We had a picnic lunch at the Ranch Guest House about 1:00. The trees around the house yielded some nice birds but there was no sign of migrants or vagrants. The afternoon took us up into the higher part of the ranch and the species changed. It was great to see a small colony of Purple Martins using natural holes in aspens rather than gourds hanging from a pole. Around 6:00 we had to pass through two locked gates to get to another part of the ranch. The keys Mark had opened the first gate but no amount of playing around could get the second gate to open. We started to retrace our path when we came across a man in a truck who had the right key. What looked like a major, major problem ended up in a short half hour interruption.
We birded up a canyon and heard Canyon Wren and saw Virginia's Warbler. A storm on the horizon caused us to start to head out of the ranch as dusk approached. A rain storm would make driving treacherous on the dirt roads and we wanted to be safe. Driving out in the dark we had Greater Sage-grouse fly across the van plus several Burrowing Owls sitting in the road. But the highlight was a spotlighted Common Poorwill that allowed several of us to get out of the van and take extreme close up pictures. This was a special moment with an elusive species.
We were back in Evanston,
Wyoming shortly after 10:00 and again found that most places shut down at 10:00.
David came up with a local restaurant that fit our needs perfectly. After dinner
we headed back to the motel arriving, at 1:10 am.
Bird Highlights: Bald Eagle, Greater Sage-Grouse, Barn Owl, Common Poorwill, Sage Sparrow
Approximate number of species seen this day: 100
Sunday August 17, 2003
A brutal travel day for me!
The seven people still on the extension checked out of the Comfort Inn and headed to the airport at 8:30 am.

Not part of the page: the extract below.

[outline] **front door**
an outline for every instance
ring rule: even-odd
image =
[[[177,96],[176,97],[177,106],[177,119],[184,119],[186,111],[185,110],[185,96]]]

The other six were on Delta Airlines so we split up at the airport and I went to American Airlines. I checked in with plenty of time for my 12:30 pm flight to Philadelphia through St. Louis. Unfortunately an earlier morning flight to St. Louis had mechanical problems and was cancelled. That flight was delayed several hours and when it did take off it used the plane scheduled for my flight. American Airlines kept trying to get the original airplane fixed for our flight but after several hours of delays it was obvious that my 12:15 pm flight was not going to go. American Airlines booked me through Las Vegas (Delta) and then on a red eye to Philadelphia (US Airways). Avoiding a 45 minute layover in Las Vegas, I flew stand-by to Las Vegas about 4:50 CDT. I left Las Vegas for Philadelphia at 9:40 PDT, arriving in Philadelphia at 5:35 am Monday morning.
My baggage is very grown up and no longer needs to accompany me on my travels. Even though I did not fly out of Salt Lake City on schedule, my baggage did. It was quietly waiting in Philadelphia having arrived at least nine hours before I did. I arrived home at 7:00 am in the morning, twenty and one-half hours after I left the motel in Salt Lake City. Most of this report was written in the Las Vegas airport.
This was an amazing trip to an amazing area. While it started out as a trip focused on a single species, the Himalayan Snowcock, it quickly expanded into an intensive tour of the Salt Lake area. Little known among our birding circle, the Salt Lake City area has an incredible diversity of habitats within a couple of hours of town. On top of that there is a tremendous concentration of birds at this time of the year. We ended up with a very respectable species total of 192 (plus one escapee - Pink Floyd)
Thanks to Adrian Binns, DVOC Field Trip Chairperson, for setting up and leading this memorable trip.